Background The regulation and function of IgE in healthy individuals and in antigen‐naïve animals is not well understood. IL‐33 administration increases serum IgE in mice with unknown mechanism. We tested the hypothesis that IL‐33 provides an antigen‐independent stimulus for IgE production and mast cell degranulation. Methods IL‐33 was administered to naïve wild‐type (WT), nude and ST2^−/−, IL‐4^−/−, IL4Rα^−/− and T‐or B‐cell‐specific IL‐4Rα^−/− mice. IgEand cytokines were quantified by ELISA. T‐ and B‐lymphocyte numbers and CD40L expression were determined by flow cytometry. Anaphylaxis was measured by temperature, mast cell degranulation and histamine release.

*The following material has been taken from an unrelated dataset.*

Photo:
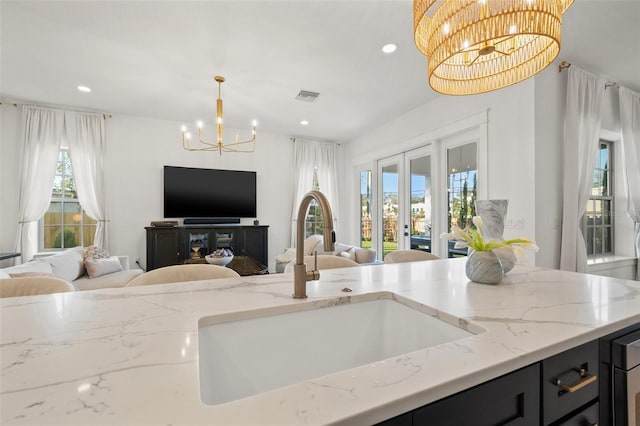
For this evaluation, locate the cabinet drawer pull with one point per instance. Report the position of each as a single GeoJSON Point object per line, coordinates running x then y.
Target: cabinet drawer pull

Results IL‐33 enhanced IgE production in naïve WT, T‐IL‐4Rα^−/− but not in ST2^−/−, IL‐4^−/−, IL‐4Rα^−/− or B‐cell‐specific IL‐4Rα^−/− mice, demonstrating IL‐33 specificity and IL‐4 dependency. Moreover, IL‐4 was required for IL‐33‐induced B‐cell proliferation and T‐cell CD40L expression, which promotes IgE production. IL‐33‐induced IL‐4 production was mainly from innate cells including mast cells and eosinophils. IL‐33 increased mast cell surface IgE and triggered degranulation and systemic anaphylaxis in allergen‐naïve WT but not in IL‐4Rα^−/− mice. Conclusion IL‐33 amplifies IgE synthesis and triggers anaphylaxis in naïve mice via IL‐4, independent of allergen. IL‐33 may play an important role in nonatopic allergy and idiopathic anaphylaxis.